To clearly distinguish tags, attributes and attribute
values that are non-standard, they should include an ``X-'' prefix and
optionally an engine identifier.
A non-standard tag for providing an engine-specific pronunciation
string would look like:
<X-ME-PRON PHON="i" DUR="120"/>
where ME is ``My Engine'' and the X-ME-PRON element inserts an /i/
phoneme with a duration of 120 msec understood by ``My Engine''.

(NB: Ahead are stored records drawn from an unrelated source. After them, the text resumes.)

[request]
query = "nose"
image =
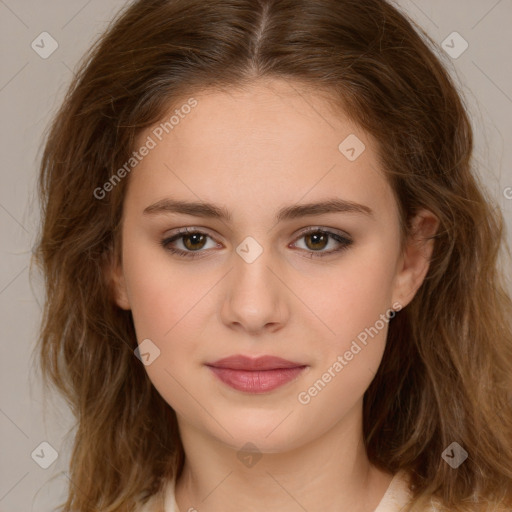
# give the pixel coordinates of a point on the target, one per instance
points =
(254, 297)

Here, because the PHON and DUR attributes are embedded in a
non-standard element, they are implicitly non-standard attributes. A
non-standard attribute of a standard tag would look as follows:
<PRON X-ME-PHONES="ka:t">cat<PRON>
or
<EMPH LEVEL="strong"
X-PITCHACCENT="H*+L">word</EMPH>
The first example provides the pronunciation for cat in a
format that is understood by ``My Engine''. Other synthesizers will
ignore the attribute. The second example includes both a standard
attribute -- LEVEL -- and a non-standard attribute --
X-PITCHACCENT. A system that understands the non-standard attribute
will apply the ``H*+L'' accent when producing string emphasis on
``word''. (The engine identifier need not be used, as in the
X-PITCHACCENT example, particularly for attributes that may be
recognized by more than one synthesizer.)
Finally, a non-standard attribute value might look like:
<DIV TYPE="x-dialog-close">...</DIV>
The ``x-dialog-close'' is a non-standard value of the standard TYPE
attribute which is currently specified as being either ``sentence'' or
``paragraph''. This non-standard value could indicate that the
contents of the element are the end of a dialog turn.
If an engine gets a non-standard tag, attribute or attribute value in its input text that it does not know, it simply ignores it. For example, in the X-ME-PHONES example, a synthesizer that ignores the tag will try to say the word cat. Wherever possible, non-standard tags and elements should be designed so that output is not substantially impacted if ignored.